Now, FSU is considering turning that waterfront research station -- with one of the few deep channels in the gulf for miles around -- over to the St. Joe Co., which would convert it into a valuable marina to enhance a nearby waterfront the company plans to develop.

In exchange, St. Joe would give FSU land for a new, larger research station somewhere else.

Talks between FSU and St. Joe are "very preliminary," said Raymond Bye, vice president for research at FSU. In late May, St. Joe whisked FSU President Sandy D'Alemberte and other FSU officials away for a private helicopter tour over the Panhandle coast to look at St. Joe's holdings. FSU also set up a faculty committee to review the idea.

"I think it is mind-boggling that a developer can basically snap up a public channel that we spent millions to dredge," said Jack Rudloe, an author and outspoken environmentalist who lives in nearby Panacea, a coastal fishing town. "St. Joe would never in a million years be able to get a permit for a deep channel like that dredged through seagrasses and oyster bars. The only reason FSU got it was because it was for research and education."

But officials for the company defend the idea. "FSU's not just giving it to us. They want something in return," said St. Joe spokesman Jerry Ray. "Remember: FSU may end up with something better here, and the taxpayers may come in on the top end. In fact, I'm sure it will have to work out that way for the deal to go through."

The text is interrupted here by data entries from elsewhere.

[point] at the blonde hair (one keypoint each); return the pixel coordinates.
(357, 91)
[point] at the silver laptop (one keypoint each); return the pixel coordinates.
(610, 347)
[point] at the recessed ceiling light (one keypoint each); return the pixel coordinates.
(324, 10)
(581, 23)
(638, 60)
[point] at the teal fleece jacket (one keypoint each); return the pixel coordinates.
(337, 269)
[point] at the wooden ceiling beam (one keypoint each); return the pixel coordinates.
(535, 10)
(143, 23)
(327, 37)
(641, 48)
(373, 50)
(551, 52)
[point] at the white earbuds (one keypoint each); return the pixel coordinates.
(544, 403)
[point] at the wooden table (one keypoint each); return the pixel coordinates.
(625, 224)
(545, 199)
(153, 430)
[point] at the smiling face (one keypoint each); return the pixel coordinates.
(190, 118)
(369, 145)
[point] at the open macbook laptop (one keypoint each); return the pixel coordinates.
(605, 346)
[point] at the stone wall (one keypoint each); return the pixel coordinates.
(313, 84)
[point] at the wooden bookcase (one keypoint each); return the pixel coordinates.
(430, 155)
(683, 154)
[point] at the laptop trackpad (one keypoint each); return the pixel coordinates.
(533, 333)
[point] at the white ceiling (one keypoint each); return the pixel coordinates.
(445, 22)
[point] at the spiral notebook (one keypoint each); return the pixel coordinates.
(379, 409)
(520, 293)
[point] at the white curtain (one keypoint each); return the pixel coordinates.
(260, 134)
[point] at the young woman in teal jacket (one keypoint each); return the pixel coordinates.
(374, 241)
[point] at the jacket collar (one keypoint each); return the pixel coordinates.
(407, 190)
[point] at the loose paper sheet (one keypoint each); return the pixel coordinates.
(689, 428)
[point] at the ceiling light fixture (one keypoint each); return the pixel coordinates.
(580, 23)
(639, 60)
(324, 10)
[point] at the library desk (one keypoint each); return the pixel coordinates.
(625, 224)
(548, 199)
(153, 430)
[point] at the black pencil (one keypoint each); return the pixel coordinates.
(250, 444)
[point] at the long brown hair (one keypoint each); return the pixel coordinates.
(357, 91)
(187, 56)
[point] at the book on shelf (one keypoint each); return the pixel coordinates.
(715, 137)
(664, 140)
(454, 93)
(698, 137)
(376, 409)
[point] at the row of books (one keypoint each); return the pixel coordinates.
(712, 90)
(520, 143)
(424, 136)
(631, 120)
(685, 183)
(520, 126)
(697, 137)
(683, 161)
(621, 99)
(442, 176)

St. Joe owns a million acres in Florida, making it the state's largest private landowner. The company is also a "significant" donor to FSU, said Jeff Robison, president of the FSU Foundation. Besides cash gifts, St. Joe has had a standing offer during the past several years to donate land so FSU can build its new medical school, Ray said.

The Legislature finally funded the medical school this year, but the university hasn't decided where to build it.

St. Joe owns tens of thousands of acres around Turkey Point, where FSU built its marine research station in the 1960s. It is wild, undeveloped coastal land, home to rare sea turtles and bald eagles.

After acquiring real estate giant Arvida, St. Joe has shifted its focus from tree farming to real estate.

The marina that St. Joe wants to build at Turkey Point could one day be the centerpiece for an exclusive waterfront community just an hour's drive south of Florida's capital, but the company hasn't yet released details about its development plans.

"Right now, the ball is in the state's court," said George Willson, a former Nature Conservancy land buyer who now works for St. Joe. "We own many many miles of rivers and bays. If they (FSU) come to us and tell us there's a site they are interested in, I assume we'd be willing to seriously discuss that."

FSU is not too cramped at its 75-acre research facility, said FSU's Bye. "Are we busting at the seams? No," Bye said.

But the university would like to add a dormitory for researchers and maybe some sort of educational center for the public, Bye said.

Bye said the research station also needs clean, pure water nearby -- something that might not be guaranteed once houses begin to sprout on the surrounding coastline.